Accuracy of the SiNet Portrait Demo Code (Python)

YexingWan / Fast-Portrait-Segmentation

The MNN base implementation of SINet for CPU realtime portrait segmentation

MIT License

63 stars 13 forks source link

Accuracy of the SiNet Portrait Demo Code (Python) #8

Open hualili opened 2 years ago

hualili commented 2 years ago

Hello, Greetings. Thank you for posting your Fast-Portrait-Segmentation code, it is really nice and informative. However, we have tried to run the python demo code. We run: $python cam_seg.py This Python program grabs a frame from WebCam, suppose to delete background, and combine the frame to the image file shown in a window. But I have tested in my room with DNC_SiNET_bi_192_129.mnn. The program did not segment the input portrait. We have been trying to resolve this. Can yo help to answer the following questions: (1) the original PyTorch model and github; (2) also try to print the architecture of the model; (3) any reason why the code does not segment webcam input portrait? Thanks! HL

YexingWan commented 2 years ago

(1) the original PyTorch model and github; (2) also try to print the architecture of the model; (3) any reason why the code does not segment webcam input portrait?

(1) I use SINET as my original model, and the weight which is from this repo.

(2) As the README, you can use netron to inspect the details of given onnx model.

(3) Could you pls provide more detail of how you run the code and how you put the "background image" you want to replace the real background (maybe your room)?

Regards

hualili commented 2 years ago

Hello, greetings, thanks for your response, your response (1) and (2) are helpful and I am going through it now.

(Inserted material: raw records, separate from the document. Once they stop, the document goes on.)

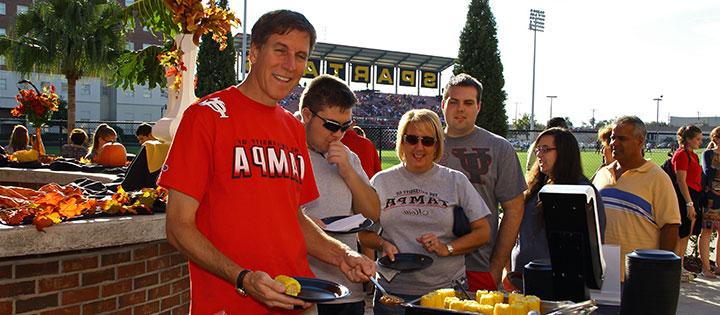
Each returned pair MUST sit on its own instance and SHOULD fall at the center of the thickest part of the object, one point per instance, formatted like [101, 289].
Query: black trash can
[537, 279]
[652, 282]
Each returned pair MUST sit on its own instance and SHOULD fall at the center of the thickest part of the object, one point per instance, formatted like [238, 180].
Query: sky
[613, 56]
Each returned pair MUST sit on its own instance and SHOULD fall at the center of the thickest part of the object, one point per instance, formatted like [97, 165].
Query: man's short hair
[327, 91]
[640, 129]
[144, 130]
[604, 135]
[281, 22]
[464, 79]
[556, 122]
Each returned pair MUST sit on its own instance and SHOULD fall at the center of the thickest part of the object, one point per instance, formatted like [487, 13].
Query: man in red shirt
[237, 172]
[365, 150]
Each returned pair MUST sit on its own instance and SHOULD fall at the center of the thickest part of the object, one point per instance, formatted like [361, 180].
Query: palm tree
[75, 38]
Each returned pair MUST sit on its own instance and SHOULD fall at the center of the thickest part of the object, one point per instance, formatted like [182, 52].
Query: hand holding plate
[265, 290]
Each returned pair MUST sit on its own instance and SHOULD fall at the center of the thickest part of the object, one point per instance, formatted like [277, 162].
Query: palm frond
[154, 15]
[140, 67]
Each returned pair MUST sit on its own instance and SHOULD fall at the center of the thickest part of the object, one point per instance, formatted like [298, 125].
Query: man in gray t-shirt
[326, 111]
[492, 166]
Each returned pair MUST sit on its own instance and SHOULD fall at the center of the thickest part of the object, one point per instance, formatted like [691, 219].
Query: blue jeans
[382, 309]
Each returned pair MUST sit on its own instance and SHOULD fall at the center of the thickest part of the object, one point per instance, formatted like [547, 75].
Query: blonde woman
[711, 218]
[686, 165]
[417, 198]
[102, 135]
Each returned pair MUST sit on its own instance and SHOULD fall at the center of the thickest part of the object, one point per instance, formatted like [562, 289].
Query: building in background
[95, 100]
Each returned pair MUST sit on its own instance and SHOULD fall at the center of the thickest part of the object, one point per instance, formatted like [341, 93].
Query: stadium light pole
[657, 115]
[551, 97]
[537, 24]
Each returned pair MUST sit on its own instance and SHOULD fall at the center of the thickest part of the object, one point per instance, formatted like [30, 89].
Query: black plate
[362, 227]
[318, 290]
[406, 262]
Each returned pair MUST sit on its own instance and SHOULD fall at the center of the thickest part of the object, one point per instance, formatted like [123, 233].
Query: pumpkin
[112, 154]
[26, 155]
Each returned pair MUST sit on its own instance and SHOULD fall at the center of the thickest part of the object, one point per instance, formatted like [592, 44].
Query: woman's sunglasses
[413, 140]
[333, 126]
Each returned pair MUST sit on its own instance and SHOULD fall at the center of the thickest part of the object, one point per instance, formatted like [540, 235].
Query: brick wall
[146, 278]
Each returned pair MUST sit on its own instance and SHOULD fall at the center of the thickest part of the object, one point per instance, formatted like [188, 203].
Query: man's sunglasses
[413, 140]
[333, 126]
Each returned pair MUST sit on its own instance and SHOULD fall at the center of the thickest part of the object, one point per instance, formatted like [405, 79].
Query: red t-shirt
[694, 171]
[365, 150]
[247, 165]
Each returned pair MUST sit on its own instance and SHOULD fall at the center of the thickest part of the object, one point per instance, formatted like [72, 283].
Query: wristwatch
[450, 249]
[238, 282]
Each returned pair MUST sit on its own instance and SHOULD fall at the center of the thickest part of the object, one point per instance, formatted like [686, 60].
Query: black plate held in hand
[406, 262]
[362, 227]
[318, 290]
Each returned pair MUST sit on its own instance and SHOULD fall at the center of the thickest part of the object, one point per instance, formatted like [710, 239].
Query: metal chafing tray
[546, 307]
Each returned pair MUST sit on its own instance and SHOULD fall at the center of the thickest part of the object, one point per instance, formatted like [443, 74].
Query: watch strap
[239, 281]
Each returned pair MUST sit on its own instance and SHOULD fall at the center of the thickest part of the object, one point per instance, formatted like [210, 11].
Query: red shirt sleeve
[188, 165]
[309, 190]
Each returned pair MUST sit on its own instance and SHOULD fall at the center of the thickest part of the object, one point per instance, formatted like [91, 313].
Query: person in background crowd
[326, 106]
[237, 173]
[75, 148]
[711, 218]
[19, 140]
[144, 133]
[552, 123]
[641, 210]
[688, 171]
[604, 141]
[102, 135]
[417, 198]
[365, 149]
[558, 163]
[359, 131]
[492, 166]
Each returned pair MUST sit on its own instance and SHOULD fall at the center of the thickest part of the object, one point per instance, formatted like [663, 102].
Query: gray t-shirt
[335, 199]
[416, 204]
[492, 166]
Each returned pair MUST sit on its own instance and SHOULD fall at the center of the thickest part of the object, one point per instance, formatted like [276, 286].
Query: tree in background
[75, 38]
[479, 57]
[216, 69]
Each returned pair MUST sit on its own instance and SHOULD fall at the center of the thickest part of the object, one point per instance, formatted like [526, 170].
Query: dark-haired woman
[558, 162]
[688, 172]
[711, 218]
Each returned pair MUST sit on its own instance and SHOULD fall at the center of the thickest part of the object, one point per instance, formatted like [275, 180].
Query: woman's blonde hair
[714, 136]
[102, 131]
[422, 118]
[685, 133]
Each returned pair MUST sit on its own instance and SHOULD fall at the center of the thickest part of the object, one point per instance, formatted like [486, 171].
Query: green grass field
[590, 160]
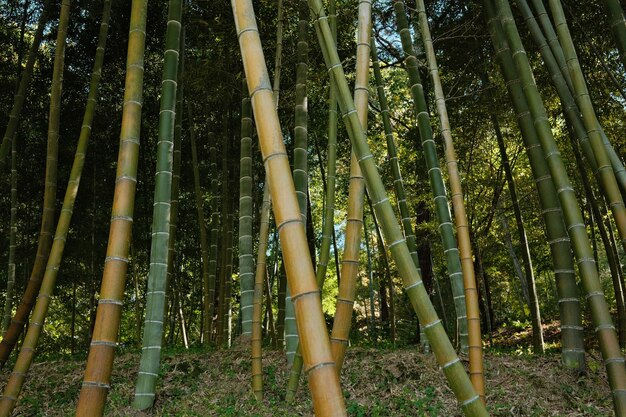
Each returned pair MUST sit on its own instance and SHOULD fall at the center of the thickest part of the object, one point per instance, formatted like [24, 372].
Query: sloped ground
[375, 382]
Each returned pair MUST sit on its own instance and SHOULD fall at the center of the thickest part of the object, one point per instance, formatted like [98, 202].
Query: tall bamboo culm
[592, 125]
[581, 246]
[97, 379]
[261, 271]
[209, 286]
[246, 257]
[8, 303]
[20, 96]
[322, 375]
[204, 240]
[37, 320]
[572, 343]
[446, 229]
[44, 245]
[172, 301]
[618, 26]
[414, 286]
[157, 277]
[392, 154]
[340, 334]
[300, 159]
[475, 345]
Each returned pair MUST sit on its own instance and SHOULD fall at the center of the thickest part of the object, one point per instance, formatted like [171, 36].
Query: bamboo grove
[441, 176]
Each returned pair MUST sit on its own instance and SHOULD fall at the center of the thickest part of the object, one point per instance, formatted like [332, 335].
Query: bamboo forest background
[483, 121]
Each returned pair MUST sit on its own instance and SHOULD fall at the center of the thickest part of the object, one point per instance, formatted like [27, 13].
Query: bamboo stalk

I have executed 2 code, one is FaceSeg.cpp and the 2nd is cam_seg.py from the pyFaceSeg folder. The cam_seg.py segmentation most of the time just returns the background image, when place my hand near the camera, about 1-2 feet from the camera, it occasionally returns a irregular segmentation of partial hand which I can not even tell it is a hand. Compare to the cpp code in the same environment, cpp code can perform segmentation, e.g., get the portrait of the human.
I have noticed in your cpp code, line 43 float gamma_tran = 0.6; can you please elaborate what is this parameter for? do you have similar parameter in cam_seg.py? when I tried to increase the value from 0.6 to 1.1, it seems the cpp segmentation works better?
Do you have the cam_seg with the same parameter implementation as FaceSeg.cpp? Thank you so much! best regards

hualili commented 2 years ago

in your cam_seg, you have mean = [107.304565, 115.69884, 132.35703] std = [63.97182, 65.1337, 68.29726] (Line 11 and 12), are these in RGB or HSV? where are these parameters are coming from?
in cam_seg, regarding def postprocess(result, ori_img, h_in, w_in, cut_bg, re=True), you have result[0][0, :, :] += 0.814, what is this parameter for? where is this value coming from ?
in the same postprocess module, idx_fg = cv2.GaussianBlur(idx_fg, (3, 3), sigmaX=2).astype(np.float32) / 255, is this related to cpp code (FaceSeg.cpp) is for GaussianBlur, is this related to "blur_r(2i+1):" (line 56 of the cpp code).
what is your recommended input argument to run cam_seg.py? (args = parser.parse_args() Line 118). Thanks!